According to a study published on Tuesday by the European Council on Foreign Relations, US President Donald Trump is trying to impose his political views on his European allies.
US President Donald Trump is seeking to impose his agenda and political programme on Europeans, according to a report published Tuesday by the European Council on Foreign Relations (ECFR).
According to the study's author, Pawel Zerka, the US leader is utilising various channels to reorient the transatlantic relationship along the lines of his conservative values and discourse on freedom of expression.
These are not all political disputes, but the visible part of a "culture war", according to Zerka.
"I don't think anyone will question the fact that this administration is trying to interfere in the domestic politics of EU member states and that if Donald Trump were to succeed on this front, it would allow the ideological centre of European politics to shift to the right and towards the issue that Donald Trump considers crucial for today's democracies," Zerka said.
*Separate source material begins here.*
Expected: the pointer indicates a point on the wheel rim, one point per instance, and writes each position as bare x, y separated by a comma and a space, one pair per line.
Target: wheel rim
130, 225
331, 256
Zerka cites the US Vice President JD Vance's speech earlier this year at the Munich Security Conference. Vance's remarks set the tone for the ideological debate that Washington seeks to frame, according to Zerka, referencing the decline in freedom of expression on the European continent and the growing gulf between values on either side of the Atlantic.
According to the ECFR report, the confrontation is exacerbated by a backdrop of political "humiliation" of Europe.
"I think that it is of course the European leaders, governments and institutions that have left a lot of room for humiliation," explained Zerka.
"Whether it's tariffs, the tariff war with the United States, the NATO summit and the question of increasing defence spending, or the way European leaders are treated in the peace negotiations over Ukraine, where they practically have to knock on the door to be listened to, otherwise they're not in the room," he added.
These tensions, provoked by the White House, are pushing EU leaders to react rather than set their own agenda, the document suggests.
Sentiment in favour of the EU
However, the analysis stressed that European sentiment remains strong despite the political blows dealt by Washington. According to the latest data published by Eurostat, 52% of citizens have confidence in the common project, the highest level since 2007.
For Zerka, there are forces on which the EU can build, especially as European expectations have also evolved.
"In many places where people used to see the EU mainly as an economic entity, a trading bloc, a market, they have begun to realise that Europe plays an important role in terms of geopolitics, relations with other world powers, but also in terms of defending democratic values that are under threat both outside and inside Europe," he said.
The author of the report called on European leaders to step out of their comfort zone and build strategic autonomy in defence, technology and energy policy, and to complete the single market.
But the analysis underlined that the EU is far from united. The US president has political connections in Europe through the leaders of Hungary, Italy and Slovakia, Zerka pointed out.